Uncle Gene Kennedy had very serious trouble with hickory shoots on his farm, and Dad's nemesis was mostly with crabapple and locust. The shuttle type mowers are particularly susceptible to damage from wood. The wood jams between the triangular knife and the wearing plate which is supposed to cut grass. You have to go over the ground frequently, a great expense of time and fuel. They recommended June and September in Vo-Ag classes.

When I left home the rotary cutter (brush hog) was coming in. It works like large a rotary lawn mower, and it is much less likely to break than a shuttle mower. The problem with it is that it cuts higher than the mowing machine.

With the arrival of multiflora rose the rotary mower wasn't useful for open pasture, because the rose grew so fast. Spray, a combination of 2,4-D and 2,4,5-T herbicides was the answer. Now, in 2000, I spray some, mow broad leaf weeds, and have a rotary cutter with the back open to back into the tree line, where the forest must be contained. Our principal problem now is Autumn Olive.

The reason spray is so important is that it can be used in fence rows, which can not be cleaned by hand labor without great expense, and on land that is too steep for tractors. It kills the plant, so the trimming does not have to be done again next year. There are a few plants it will not kill, including a certain grasses, raspberries and redbud trees. The raspberries are slow to invade, and grow slowly, so they are not much of a problem, but require occasional hand labor to cut. All my adult life I have looked for a machine to clean fence rows that would be fast, would not require much maintenance, and would not be too expensive, but would be suited for steep slopes with occasional rocks and stumps.

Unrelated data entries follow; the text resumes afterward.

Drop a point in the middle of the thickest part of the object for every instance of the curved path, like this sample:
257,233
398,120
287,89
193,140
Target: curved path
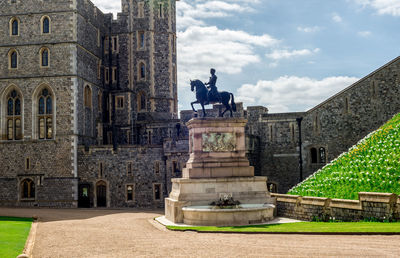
130,233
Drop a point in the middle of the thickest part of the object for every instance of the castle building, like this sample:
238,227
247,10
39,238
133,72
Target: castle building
87,103
88,109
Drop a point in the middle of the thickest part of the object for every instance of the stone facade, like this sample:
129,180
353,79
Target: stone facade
110,136
327,130
112,92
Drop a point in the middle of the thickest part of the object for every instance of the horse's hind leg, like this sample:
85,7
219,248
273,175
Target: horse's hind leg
193,106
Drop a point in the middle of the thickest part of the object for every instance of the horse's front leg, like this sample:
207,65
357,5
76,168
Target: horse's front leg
204,111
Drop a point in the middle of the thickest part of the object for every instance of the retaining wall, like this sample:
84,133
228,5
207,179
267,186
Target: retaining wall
381,206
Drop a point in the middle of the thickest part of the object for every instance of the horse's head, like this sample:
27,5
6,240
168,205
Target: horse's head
196,84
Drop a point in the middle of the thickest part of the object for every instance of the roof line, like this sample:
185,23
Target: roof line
354,84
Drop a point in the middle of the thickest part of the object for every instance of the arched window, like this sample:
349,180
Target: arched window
14,27
88,97
142,71
27,189
45,25
13,59
45,114
314,155
141,101
44,57
14,117
322,155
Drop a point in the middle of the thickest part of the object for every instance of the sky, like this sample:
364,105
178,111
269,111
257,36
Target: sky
286,55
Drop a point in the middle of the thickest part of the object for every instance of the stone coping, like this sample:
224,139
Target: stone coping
378,197
388,198
218,180
346,204
211,210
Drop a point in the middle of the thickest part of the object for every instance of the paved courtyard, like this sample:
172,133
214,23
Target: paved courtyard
130,233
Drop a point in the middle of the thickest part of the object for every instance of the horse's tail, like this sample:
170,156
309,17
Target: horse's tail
233,104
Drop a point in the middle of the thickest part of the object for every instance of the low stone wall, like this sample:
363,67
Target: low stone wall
380,206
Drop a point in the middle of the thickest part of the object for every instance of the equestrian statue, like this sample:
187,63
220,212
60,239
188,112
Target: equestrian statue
212,96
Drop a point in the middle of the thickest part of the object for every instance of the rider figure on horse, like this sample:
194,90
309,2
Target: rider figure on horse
212,94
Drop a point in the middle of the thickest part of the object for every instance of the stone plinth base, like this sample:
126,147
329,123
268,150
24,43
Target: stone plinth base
197,192
217,149
244,215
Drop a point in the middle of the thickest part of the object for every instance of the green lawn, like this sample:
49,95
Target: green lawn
13,235
372,165
306,227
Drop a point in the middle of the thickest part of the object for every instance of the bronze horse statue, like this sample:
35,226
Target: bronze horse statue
201,96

You must maintain your pasture if you want to farm in Appalachia, but it is much easier when it is properly limed and fertilized. This encourages cattle to clean grass up right to the fence, and discourages woody growth.

Aside The delight of my (still active) old age is a tractor with a cab on it. After all the years of going out in the biting cold and sweltering heat I now have a cab with tinted windows, heater and air conditioning. On an open tractor the wind serves to carry the heat of the engine your way in summer and to freeze you in the winter. A cab confines the heat of the engine, so you don't need much heating, only removal of condensing moisture. But in summer it is like a hot house, retaining the heat of the engine and the heat from the sun. Air conditioning makes tractor work much more bearable.